If you have existing EU employees or future recruits you want to relocate to the UK, you should ensure they are here before the end of the transition period. You might also want to consider the position of EU employees currently in the UK before asking them to leave for a post elsewhere, because this could affect their and their family’s ability to apply for settled status in the UK.

We are aware of some employers who have set up a helpline for employees who are concerned about their future or have offered to pay for applications for settled/pre-settled status. There is no legal obligation for employers to do so.

If the Withdrawal Agreement is passed, the key point to note is that the government’s stated intention is to “take back control of our borders, by putting an end to the free movement of people once and for all”. In the longer term once the transition period has ended, the UK will be able to implement a new immigration system for EU citizens. The government has stated its intention to introduce a skills-based immigration system, without special treatment for EU citizens entering the UK on or after 1 January 2021 or, if later, the date on which the transition period ends.

If there is “no deal”

If the draft Withdrawal Agreement is rejected, the default position is that the UK will exit the European Union with no deal at 11pm on 29 March 2019. Primary legislation would need to be enacted to change that.

The expectation has always been that citizens’ rights to stay in the UK would be protected in a no deal scenario.

The prime minister has made repeated assurances that citizens’ rights will be protected, including on 21 September 2018 the following statement:

“I want to be clear with you, that even in the event of a no deal, your rights will be protected. You are our friends, our neighbours, our colleagues, we want you to stay.”

On 6 December 2018 the Department for Exiting the EU produced a policy paper setting out the proposals for EU citizens' rights in a no deal scenario. It is broadly based on the draft Withdrawal Agreement, though many of the relevant timelines have been shortened. For example, EU citizens would need to be resident in the UK by 29 March 2019 to apply for settled or pre-settled status rather than the end of any transition period, and would need to apply under the settlement scheme by 31 December 2020 (instead of 31 June 2021).

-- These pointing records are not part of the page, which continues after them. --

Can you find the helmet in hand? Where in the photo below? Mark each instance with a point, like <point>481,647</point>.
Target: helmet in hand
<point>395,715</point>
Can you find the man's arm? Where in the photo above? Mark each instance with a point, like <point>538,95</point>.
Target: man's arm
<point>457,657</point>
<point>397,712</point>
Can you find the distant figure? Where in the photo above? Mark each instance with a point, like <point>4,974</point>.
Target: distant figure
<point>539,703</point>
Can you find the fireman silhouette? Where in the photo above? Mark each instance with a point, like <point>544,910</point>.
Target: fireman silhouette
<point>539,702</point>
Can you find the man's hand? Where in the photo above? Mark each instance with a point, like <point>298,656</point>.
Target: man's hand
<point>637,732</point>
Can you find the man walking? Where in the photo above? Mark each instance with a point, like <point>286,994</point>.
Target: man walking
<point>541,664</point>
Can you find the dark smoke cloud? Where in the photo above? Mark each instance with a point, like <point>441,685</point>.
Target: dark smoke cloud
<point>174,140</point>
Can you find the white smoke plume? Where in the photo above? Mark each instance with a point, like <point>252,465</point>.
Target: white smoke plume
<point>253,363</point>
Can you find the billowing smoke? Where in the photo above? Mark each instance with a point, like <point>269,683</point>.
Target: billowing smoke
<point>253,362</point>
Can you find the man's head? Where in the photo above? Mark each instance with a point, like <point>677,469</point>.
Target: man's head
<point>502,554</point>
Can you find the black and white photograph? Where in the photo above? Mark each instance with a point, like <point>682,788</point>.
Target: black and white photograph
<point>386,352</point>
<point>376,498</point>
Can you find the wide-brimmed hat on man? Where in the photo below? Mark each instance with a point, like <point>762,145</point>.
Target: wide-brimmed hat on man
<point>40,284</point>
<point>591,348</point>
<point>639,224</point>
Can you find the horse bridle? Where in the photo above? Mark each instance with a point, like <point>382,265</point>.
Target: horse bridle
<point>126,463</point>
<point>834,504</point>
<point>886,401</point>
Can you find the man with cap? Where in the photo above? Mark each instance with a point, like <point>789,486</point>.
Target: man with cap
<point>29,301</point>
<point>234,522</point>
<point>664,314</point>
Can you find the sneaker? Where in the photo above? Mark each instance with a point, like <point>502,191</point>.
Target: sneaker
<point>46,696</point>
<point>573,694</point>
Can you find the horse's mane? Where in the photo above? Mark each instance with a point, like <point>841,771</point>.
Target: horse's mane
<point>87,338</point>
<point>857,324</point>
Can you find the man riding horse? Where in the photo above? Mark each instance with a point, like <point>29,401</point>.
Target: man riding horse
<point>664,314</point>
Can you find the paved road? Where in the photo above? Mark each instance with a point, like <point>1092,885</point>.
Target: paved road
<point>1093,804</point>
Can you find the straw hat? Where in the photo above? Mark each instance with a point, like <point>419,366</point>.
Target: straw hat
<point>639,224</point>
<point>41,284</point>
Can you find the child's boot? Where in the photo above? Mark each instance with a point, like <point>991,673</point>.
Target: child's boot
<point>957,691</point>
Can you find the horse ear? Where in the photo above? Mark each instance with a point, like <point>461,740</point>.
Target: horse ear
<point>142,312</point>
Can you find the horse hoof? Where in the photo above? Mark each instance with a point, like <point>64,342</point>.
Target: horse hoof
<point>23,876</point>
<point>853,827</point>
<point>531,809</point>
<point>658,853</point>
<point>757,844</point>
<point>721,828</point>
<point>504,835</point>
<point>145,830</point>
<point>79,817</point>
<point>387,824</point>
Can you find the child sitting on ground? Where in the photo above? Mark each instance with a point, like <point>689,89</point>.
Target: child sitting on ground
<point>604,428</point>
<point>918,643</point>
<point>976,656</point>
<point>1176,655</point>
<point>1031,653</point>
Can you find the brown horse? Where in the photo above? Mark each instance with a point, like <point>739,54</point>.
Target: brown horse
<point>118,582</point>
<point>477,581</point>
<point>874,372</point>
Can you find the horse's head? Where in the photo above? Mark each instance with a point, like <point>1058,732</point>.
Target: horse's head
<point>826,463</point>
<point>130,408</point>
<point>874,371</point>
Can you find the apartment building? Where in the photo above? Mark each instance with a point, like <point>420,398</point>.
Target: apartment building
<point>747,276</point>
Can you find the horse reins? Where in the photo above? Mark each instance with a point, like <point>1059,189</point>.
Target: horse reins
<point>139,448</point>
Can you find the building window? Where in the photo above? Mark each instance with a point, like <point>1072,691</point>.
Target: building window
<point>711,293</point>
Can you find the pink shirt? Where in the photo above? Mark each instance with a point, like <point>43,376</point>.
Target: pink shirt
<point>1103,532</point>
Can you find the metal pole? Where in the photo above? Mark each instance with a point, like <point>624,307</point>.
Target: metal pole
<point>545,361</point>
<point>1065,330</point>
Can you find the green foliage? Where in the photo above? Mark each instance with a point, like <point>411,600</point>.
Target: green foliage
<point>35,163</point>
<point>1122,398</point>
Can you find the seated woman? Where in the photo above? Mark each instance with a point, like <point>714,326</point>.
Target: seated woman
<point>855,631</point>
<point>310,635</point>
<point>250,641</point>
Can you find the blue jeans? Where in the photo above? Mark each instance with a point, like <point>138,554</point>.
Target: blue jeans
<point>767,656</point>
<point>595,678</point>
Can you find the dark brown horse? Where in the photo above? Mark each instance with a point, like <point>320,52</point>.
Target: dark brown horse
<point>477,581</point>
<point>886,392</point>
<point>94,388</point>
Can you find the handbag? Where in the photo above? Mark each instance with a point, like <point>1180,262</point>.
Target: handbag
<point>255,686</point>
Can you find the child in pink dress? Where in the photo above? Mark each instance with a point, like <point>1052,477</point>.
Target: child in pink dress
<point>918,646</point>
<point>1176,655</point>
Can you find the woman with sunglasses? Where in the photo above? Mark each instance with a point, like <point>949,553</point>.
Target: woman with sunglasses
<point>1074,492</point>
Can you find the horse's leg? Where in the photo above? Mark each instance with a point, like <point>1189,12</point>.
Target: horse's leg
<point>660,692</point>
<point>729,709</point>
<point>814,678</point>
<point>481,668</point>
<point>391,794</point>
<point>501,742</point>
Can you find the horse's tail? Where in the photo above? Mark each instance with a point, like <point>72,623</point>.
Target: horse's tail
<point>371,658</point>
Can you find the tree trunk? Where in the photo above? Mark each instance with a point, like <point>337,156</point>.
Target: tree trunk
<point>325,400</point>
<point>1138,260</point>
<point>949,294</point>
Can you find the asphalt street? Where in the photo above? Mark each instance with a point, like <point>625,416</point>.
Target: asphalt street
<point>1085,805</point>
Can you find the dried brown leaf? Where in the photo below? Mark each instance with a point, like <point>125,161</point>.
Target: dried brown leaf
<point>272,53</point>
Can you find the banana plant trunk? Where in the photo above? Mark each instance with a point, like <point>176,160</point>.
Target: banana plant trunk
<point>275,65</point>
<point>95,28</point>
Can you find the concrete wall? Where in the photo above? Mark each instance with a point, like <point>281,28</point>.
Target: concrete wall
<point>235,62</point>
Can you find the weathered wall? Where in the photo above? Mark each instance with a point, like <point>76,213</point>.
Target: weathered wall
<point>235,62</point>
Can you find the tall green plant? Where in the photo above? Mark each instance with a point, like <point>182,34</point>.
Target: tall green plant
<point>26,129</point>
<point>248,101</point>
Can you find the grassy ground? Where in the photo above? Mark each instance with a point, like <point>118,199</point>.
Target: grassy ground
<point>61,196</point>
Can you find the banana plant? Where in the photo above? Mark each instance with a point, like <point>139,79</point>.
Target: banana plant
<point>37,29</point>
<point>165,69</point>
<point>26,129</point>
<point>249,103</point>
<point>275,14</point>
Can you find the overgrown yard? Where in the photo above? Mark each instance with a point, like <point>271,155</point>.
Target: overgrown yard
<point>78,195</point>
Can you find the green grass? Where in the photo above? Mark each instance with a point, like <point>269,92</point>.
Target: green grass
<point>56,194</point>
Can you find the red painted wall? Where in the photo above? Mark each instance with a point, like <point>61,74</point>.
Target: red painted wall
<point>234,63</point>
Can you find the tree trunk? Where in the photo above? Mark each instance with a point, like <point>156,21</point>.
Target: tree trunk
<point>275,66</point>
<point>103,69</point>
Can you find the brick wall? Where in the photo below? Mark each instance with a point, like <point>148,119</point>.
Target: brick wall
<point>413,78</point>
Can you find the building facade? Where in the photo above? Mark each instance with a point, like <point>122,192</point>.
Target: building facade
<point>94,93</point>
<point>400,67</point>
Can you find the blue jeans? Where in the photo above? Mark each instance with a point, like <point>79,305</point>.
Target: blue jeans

The timelines for EU citizens' family members to join them in the UK would also be shortened. There would be no appeal in respect of immigration decisions to the European Court of Justice. In the event that no deal looks more likely, we would recommend that key EU personnel are therefore moved to the UK prior to 29 March 2019, wherever possible, and that they are encouraged to apply for settled or pre-settled status in good time.

It also seems likely that in the future employers will be required to undertake more rigorous checks on EU citizens’ rights to work in the UK. This would be directed at when the individual arrived in the UK, and therefore what rights they are purporting to exercise.

Rights for citizens of Norway, Iceland, Liechtenstein and Switzerland are still being negotiated, and are likely to take a back seat in the event of no deal.

The proposals were obviously only written recently, no doubt because the government has been focusing on Mrs May’s deal, and some aspects (such as healthcare and social security benefits entitlements) are unclear pending agreement with the EU. However, the key message is don’t delay; if you have identified EU nationals you want working in the UK, move them here before 29 March 2019.

Please note that a further Law Now update regarding the potential impact Brexit will have on employment law rights will follow.